Brian Bengs announced this week that he plans to run in the 2026 election, this time as an independent, for the seat held by Republican U.S. Sen. Mike Rounds. Sioux Falls businessman Julian Beaudion is seeking the Democratic nomination.
Bengs said his previous run as a Democrat was out of character.
“The bulk of my life I’ve been an independent,” Bengs told South Dakota Searchlight, noting that he only registered as a Democrat in 2022 to earn the organizational and fundraising advantage of party alignment.
Bengs came in second in the three-way race for U.S. Senate that year. Republican Sen. John Thune, who’s since become majority leader, got 70% of the vote, Bengs collected 26%, and Libertarian Tamara Lesnar pulled 4%.
There had been “people telling me to run” against Rounds in 2026 for quite a while, Bengs said, but “a switched flipped” when Musk’s Department of Government Efficiency (DOGE) came for his job.

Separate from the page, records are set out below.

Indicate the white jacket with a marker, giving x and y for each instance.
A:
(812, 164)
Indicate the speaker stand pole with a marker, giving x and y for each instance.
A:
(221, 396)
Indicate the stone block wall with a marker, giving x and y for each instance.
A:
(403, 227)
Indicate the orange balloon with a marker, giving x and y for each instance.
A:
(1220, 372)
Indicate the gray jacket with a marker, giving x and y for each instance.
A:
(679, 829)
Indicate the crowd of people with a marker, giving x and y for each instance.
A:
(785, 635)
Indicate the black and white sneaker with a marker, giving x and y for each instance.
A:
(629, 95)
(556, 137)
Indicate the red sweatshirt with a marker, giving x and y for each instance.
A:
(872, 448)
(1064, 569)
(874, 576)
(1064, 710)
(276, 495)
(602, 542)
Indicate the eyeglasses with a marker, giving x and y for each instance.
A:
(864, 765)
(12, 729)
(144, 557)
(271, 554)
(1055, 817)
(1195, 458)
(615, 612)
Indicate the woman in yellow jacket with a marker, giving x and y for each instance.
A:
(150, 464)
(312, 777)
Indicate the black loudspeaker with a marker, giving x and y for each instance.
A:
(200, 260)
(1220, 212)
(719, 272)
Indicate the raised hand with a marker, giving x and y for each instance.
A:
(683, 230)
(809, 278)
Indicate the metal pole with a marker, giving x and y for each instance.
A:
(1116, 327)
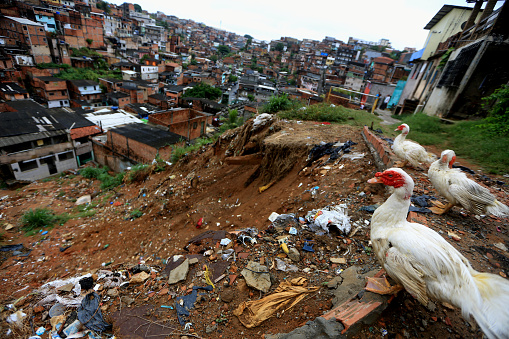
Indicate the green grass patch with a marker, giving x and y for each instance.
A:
(468, 139)
(323, 112)
(34, 220)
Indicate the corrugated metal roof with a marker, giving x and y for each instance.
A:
(24, 21)
(148, 135)
(111, 120)
(443, 12)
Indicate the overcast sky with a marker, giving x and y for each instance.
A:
(400, 21)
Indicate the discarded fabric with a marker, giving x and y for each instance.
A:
(225, 242)
(287, 295)
(185, 303)
(370, 208)
(89, 313)
(283, 266)
(321, 220)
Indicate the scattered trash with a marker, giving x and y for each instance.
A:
(185, 303)
(308, 247)
(89, 313)
(334, 150)
(273, 216)
(86, 199)
(321, 220)
(500, 246)
(225, 242)
(283, 266)
(370, 208)
(199, 223)
(16, 318)
(286, 296)
(354, 155)
(257, 276)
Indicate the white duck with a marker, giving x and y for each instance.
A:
(459, 190)
(429, 267)
(409, 151)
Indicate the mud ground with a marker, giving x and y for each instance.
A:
(226, 195)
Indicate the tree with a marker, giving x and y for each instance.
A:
(497, 122)
(203, 90)
(223, 50)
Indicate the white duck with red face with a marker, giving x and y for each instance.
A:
(459, 190)
(409, 151)
(428, 266)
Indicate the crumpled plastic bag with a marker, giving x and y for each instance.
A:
(287, 295)
(283, 266)
(321, 220)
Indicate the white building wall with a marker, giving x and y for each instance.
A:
(42, 170)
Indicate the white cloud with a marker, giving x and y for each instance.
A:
(400, 21)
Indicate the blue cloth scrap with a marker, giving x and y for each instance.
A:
(189, 300)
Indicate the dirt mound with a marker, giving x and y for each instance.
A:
(217, 189)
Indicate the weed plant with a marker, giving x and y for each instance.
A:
(467, 138)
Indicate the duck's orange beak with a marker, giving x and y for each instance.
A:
(453, 160)
(377, 179)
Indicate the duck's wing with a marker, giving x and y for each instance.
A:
(471, 195)
(417, 255)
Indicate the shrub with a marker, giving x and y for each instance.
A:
(277, 103)
(320, 112)
(38, 218)
(497, 122)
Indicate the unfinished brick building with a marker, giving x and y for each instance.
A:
(186, 122)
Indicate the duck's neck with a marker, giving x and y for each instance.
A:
(393, 212)
(401, 137)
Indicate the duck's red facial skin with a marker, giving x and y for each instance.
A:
(391, 178)
(453, 160)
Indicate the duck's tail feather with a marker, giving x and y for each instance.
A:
(493, 313)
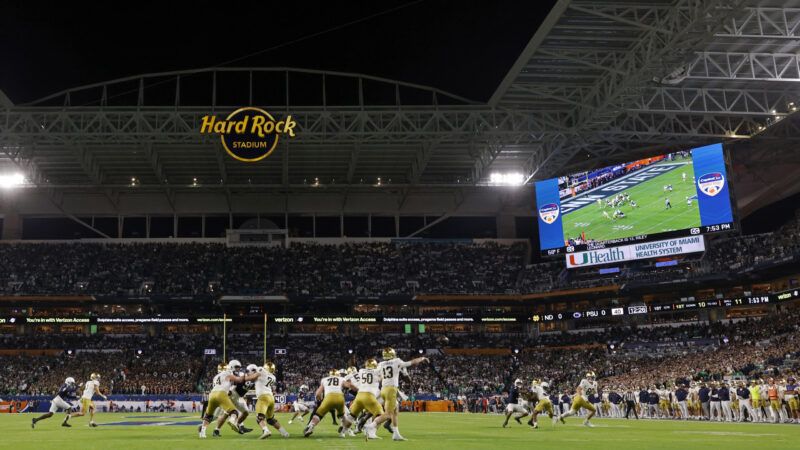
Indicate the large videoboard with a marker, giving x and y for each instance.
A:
(663, 197)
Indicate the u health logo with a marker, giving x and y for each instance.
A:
(249, 134)
(711, 183)
(549, 213)
(575, 262)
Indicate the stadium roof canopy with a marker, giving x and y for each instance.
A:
(600, 81)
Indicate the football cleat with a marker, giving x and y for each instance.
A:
(233, 426)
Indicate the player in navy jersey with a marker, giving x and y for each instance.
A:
(67, 394)
(516, 405)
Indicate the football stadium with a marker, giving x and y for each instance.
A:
(404, 223)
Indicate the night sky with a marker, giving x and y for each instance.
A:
(462, 47)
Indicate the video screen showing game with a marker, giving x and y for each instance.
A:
(670, 195)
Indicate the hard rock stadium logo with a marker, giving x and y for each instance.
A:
(249, 134)
(711, 183)
(549, 213)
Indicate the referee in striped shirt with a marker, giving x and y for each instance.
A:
(630, 404)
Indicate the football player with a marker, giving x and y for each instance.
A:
(586, 387)
(237, 393)
(538, 396)
(330, 396)
(62, 401)
(299, 405)
(219, 396)
(367, 398)
(790, 394)
(92, 387)
(265, 405)
(390, 368)
(516, 406)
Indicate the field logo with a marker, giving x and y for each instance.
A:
(549, 213)
(711, 183)
(249, 134)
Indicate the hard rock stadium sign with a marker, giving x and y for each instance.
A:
(249, 134)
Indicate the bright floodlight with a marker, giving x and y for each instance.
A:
(507, 179)
(12, 180)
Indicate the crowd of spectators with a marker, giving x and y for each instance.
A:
(354, 269)
(363, 269)
(178, 364)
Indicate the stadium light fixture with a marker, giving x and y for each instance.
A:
(11, 180)
(507, 179)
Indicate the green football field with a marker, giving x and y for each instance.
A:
(423, 431)
(651, 215)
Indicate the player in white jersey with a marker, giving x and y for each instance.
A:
(265, 403)
(586, 387)
(369, 382)
(237, 393)
(91, 388)
(538, 395)
(390, 368)
(330, 395)
(299, 405)
(219, 396)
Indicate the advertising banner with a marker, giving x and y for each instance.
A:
(644, 250)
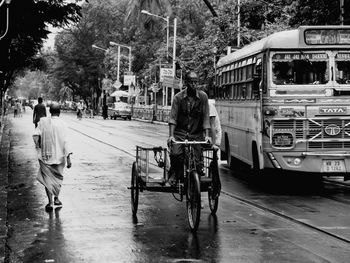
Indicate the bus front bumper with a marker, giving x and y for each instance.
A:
(314, 162)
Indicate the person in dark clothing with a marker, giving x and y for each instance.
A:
(39, 111)
(189, 119)
(105, 111)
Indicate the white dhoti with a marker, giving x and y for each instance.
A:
(50, 175)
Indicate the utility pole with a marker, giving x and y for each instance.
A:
(341, 2)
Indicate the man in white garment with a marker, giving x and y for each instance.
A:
(53, 154)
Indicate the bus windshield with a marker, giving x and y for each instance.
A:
(300, 68)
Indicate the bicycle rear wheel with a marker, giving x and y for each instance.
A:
(134, 189)
(213, 191)
(193, 201)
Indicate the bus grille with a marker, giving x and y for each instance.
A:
(318, 133)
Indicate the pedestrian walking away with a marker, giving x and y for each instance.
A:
(39, 111)
(189, 119)
(52, 145)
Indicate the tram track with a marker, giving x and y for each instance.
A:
(248, 202)
(284, 216)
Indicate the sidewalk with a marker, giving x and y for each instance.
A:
(4, 153)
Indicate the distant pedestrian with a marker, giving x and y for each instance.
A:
(53, 154)
(105, 111)
(80, 108)
(17, 111)
(39, 111)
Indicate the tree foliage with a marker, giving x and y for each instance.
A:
(27, 29)
(204, 30)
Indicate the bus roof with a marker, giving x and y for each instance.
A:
(289, 39)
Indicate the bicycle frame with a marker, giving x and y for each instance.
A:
(189, 160)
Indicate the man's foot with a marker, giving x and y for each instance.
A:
(57, 202)
(49, 208)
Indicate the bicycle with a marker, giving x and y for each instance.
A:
(148, 176)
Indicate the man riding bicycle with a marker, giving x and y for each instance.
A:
(189, 119)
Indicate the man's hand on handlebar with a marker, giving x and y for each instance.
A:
(208, 139)
(171, 139)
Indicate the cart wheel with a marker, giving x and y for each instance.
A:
(134, 189)
(193, 201)
(213, 191)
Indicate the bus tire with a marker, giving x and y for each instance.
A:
(256, 164)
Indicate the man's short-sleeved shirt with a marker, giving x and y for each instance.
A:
(39, 112)
(190, 116)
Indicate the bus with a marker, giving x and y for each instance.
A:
(284, 102)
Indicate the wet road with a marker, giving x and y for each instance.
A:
(96, 223)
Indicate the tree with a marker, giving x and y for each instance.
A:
(27, 29)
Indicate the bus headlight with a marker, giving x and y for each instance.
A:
(295, 161)
(282, 140)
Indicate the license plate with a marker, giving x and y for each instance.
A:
(333, 166)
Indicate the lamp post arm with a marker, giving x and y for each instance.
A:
(7, 22)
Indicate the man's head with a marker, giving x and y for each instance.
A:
(191, 80)
(55, 109)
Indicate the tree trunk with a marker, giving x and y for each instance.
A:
(209, 5)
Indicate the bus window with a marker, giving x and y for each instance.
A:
(342, 69)
(300, 69)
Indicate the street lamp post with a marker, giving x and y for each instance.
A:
(120, 45)
(166, 19)
(104, 98)
(174, 51)
(7, 16)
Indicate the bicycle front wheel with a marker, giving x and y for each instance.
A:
(193, 201)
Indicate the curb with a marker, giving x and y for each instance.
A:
(4, 155)
(150, 121)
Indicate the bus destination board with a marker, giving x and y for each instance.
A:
(327, 36)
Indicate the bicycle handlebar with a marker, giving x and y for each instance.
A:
(187, 142)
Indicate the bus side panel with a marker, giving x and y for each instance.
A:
(240, 122)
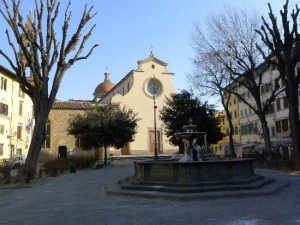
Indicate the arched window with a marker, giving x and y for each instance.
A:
(47, 133)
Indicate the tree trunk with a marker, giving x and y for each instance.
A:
(265, 129)
(231, 142)
(292, 94)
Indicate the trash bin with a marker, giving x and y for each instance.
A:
(73, 168)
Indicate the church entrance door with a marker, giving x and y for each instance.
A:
(152, 139)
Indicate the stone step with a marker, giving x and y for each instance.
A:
(245, 180)
(256, 184)
(271, 188)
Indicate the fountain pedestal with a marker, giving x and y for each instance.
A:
(174, 171)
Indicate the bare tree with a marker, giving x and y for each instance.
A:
(231, 37)
(37, 47)
(284, 47)
(210, 78)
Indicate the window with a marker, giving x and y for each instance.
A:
(47, 133)
(20, 108)
(1, 149)
(283, 83)
(278, 126)
(285, 125)
(1, 129)
(21, 93)
(236, 131)
(3, 109)
(272, 131)
(270, 109)
(278, 106)
(285, 102)
(19, 151)
(19, 132)
(249, 128)
(3, 84)
(282, 125)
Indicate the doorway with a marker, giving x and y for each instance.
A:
(152, 140)
(62, 152)
(12, 151)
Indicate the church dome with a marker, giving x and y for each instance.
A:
(104, 87)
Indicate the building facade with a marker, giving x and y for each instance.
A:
(16, 117)
(144, 91)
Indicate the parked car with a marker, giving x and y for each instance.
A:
(19, 160)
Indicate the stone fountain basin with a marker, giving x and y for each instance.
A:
(201, 171)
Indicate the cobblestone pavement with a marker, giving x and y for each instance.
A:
(80, 199)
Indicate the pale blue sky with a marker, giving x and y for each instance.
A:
(127, 28)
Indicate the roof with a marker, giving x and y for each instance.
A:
(153, 58)
(72, 104)
(7, 72)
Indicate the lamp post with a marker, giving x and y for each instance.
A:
(155, 145)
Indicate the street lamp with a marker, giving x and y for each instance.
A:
(154, 108)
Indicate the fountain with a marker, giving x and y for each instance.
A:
(191, 176)
(189, 136)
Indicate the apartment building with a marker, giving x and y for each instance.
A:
(16, 116)
(277, 117)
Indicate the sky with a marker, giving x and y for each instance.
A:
(127, 30)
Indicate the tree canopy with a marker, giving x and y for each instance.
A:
(105, 126)
(36, 44)
(181, 109)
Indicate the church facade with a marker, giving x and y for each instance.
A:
(144, 91)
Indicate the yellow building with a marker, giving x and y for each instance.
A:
(136, 91)
(58, 142)
(16, 116)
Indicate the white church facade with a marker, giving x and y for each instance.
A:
(137, 91)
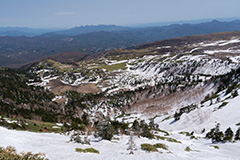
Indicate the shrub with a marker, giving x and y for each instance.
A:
(9, 153)
(161, 145)
(188, 149)
(216, 147)
(148, 147)
(87, 150)
(222, 105)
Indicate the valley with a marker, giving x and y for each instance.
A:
(169, 93)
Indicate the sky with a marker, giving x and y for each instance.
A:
(71, 13)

The former Northern State University professor and retired U.S. Air Force lieutenant colonel had moved to Hot Springs and taken a “retirement job” as a ranger at Wind Cave National Park.
In February, DOGE fired “probationary” federal employees – those who hadn’t been on the job at least a year. Court orders later reinstated those employees, though most wound up on administrative leave, not back at work.
Bengs didn’t actually lose his job in the shake-up. No one at Wind Cave did.
“We learned that they had decided they weren’t going to fire veterans,” Bengs said. “I and everybody else were veterans, so we were only spared by virtue of having been in the military.”
That was enough to put Bengs back into political mode. He resigned his position at Wind Cave as of this month.
Bengs told Searchlight he didn’t want to run as a Democrat in 2022, but that “I didn’t have the money to run as an independent.” The party infrastructure opened doors to financing (Bengs ultimately raised about half a million dollars for his 2022 campaign), but it also gave him name recognition and helped him collect a list of potential donors that “wasn’t huge, but it was something.”
“Partisanship is an addictive drug, and it’s a drug we’ve mainlined into our homes,” Bengs said, referencing political media streams. “We get it on a daily basis.”
The small list of donors he collected through his momentary wade through Democratic waters has since grown to a “multi-million” name list, Bengs said Thursday. That’s the list upon which he intends to finance his run this time around.
“If everybody on that list donates even a few dollars, then we’re in the race,” Bengs said.
If elected, Bengs said he wouldn’t caucus with Democrats or Republicans. He’d act as kingmaker, he said, by courting whatever side had a proposal aligning with his values.
“When it’s a closely divided Senate and they want my vote, I’m going to say ‘what’s in it for South Dakota?’” Bengs said.
That would be part of his pitch to the Republicans and independents who might be wary of casting a ballot for a former Democrat. He’d also point out positions like his belief that it’s time to end birthright citizenship. For those on the political left, he’d lean into support for a tax system that “favors work over wealth,” and his disgust with what he sees as the South Dakota delegation’s capitulation to President Donald Trump.
Bengs’ decision to run as an independent strikes Beaudion as opportunistic and as a telling sign. He supported Bengs in 2022 and said the two agree on some issues, but “I always have understood who I am and what I stand for,” Beaudion said.
“My campaign is for the people, and we believe the Democratic Party gives us the best chance to lead people in that way,” Beaudion said. “There has been much more of a steady hand in the Democratic Party.”
Bengs and Beaudion did speak about their respective electoral plans, with Bengs telling Beaudion he didn’t plan to run. That was before DOGE began targeting federal employees, though.
Both men will appear over the weekend at the Custer County Democratic Party’s $50-per-ticket McGovern Day Rally at Crazy Horse Memorial, as will District 32 state Rep. Nicole Uhre-Balk, D-Rapid City.
Sen. Rounds, in a statement from his campaign staff, responded to Bengs’ announcement by calling him another choice for left-leaning South Dakotans.
“It’s great that the left wing of the Democrat Party will have multiple candidates to choose from,” the statement said.